The DOL issued an important Advisory Opinion in January, AO 2017-01, which provides relevant guidance for those who are seeking viable “scale” alternatives to the MEP.  The Opinion really acts as a sort of “follow-on” to the DOL’s discussion of the “prototype” arrangement it first described in its legislatively revoked Interpretive Bulletin which permitted state based MEPs. Though it specifically opines on health plans, it has broad applicability to retirement plan arrangements, as well.

An Association of over 360 employers who employ over 9% of the U.S. private sector workforce is developing a package of health plan related services for its members. The idea is to engage in an extensive number of initiatives designed to improve the way in which its employer-members and their employee benefit plans purchase healthcare coverage for their covered employees. It is designed to give its members access to cost, quality and standards for medical networks they could not get on their own, while providing substantially improved care. The initiatives also involves gathering and distributing information to its members and health care providers that will help the members and providers improve their own employee communications and engagement practices.

Here is the key for retirement plans:  the Association will act as a negotiating agent on behalf of its members in order to leverage their combined purchasing power to get favorable terms and conditions from their members’ benefit plan vendors.

The DOL addressed two legal questions related to this arrangement which are important to the retirement plan market. The first is whether or not the package of benefit services they negotiated for their clients constituted, themselves, an ERISA plan. The DOL answered “no”, stating that the aggregation services being provided to employers for assistance in their own plans does not give rise the Association providing an employee benefit program. Secondly, the DOL affirmed that a “bundle of administrative services” established under the provisions of the initiative does not give rise to multiple employer (welfare) plan status.
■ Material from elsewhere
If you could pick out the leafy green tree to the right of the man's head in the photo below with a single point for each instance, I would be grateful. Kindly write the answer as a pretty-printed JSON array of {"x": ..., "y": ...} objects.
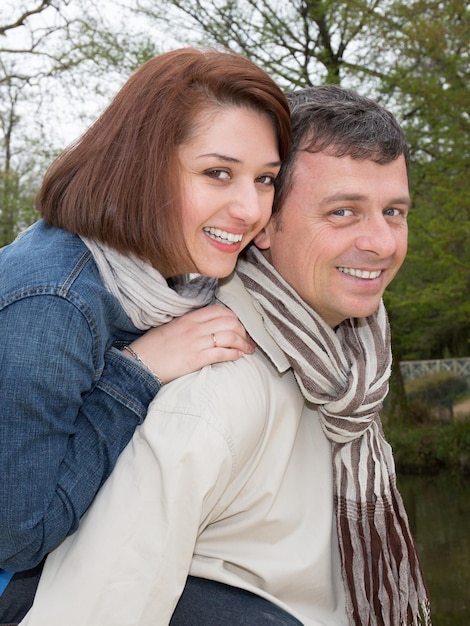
[{"x": 430, "y": 297}]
This Opinion matters much in the retirement market: it demonstrates that the scale we seek is not exclusively the purview of the MEP.  Vendors have the ability to safely “bundle administrative services” to the same effect of a MEP, provided that they have enough scale on their own to negotiate the sort of investment pricing and expert services which the market seeks.  There are product designs which can facilitate these types of arrangements as well, such as insurance company pooled separate accounts and collective trust arrangements, if they are properly priced.

What the Opinion did not address are the fiduciary issues related to the “bundling” functions for retirement plans, which really are at the core of making this work in the retirement market. Yet even here, as more vendors become more comfortable with what is being called the “3(16)” services, the way is further opened for effective bundling.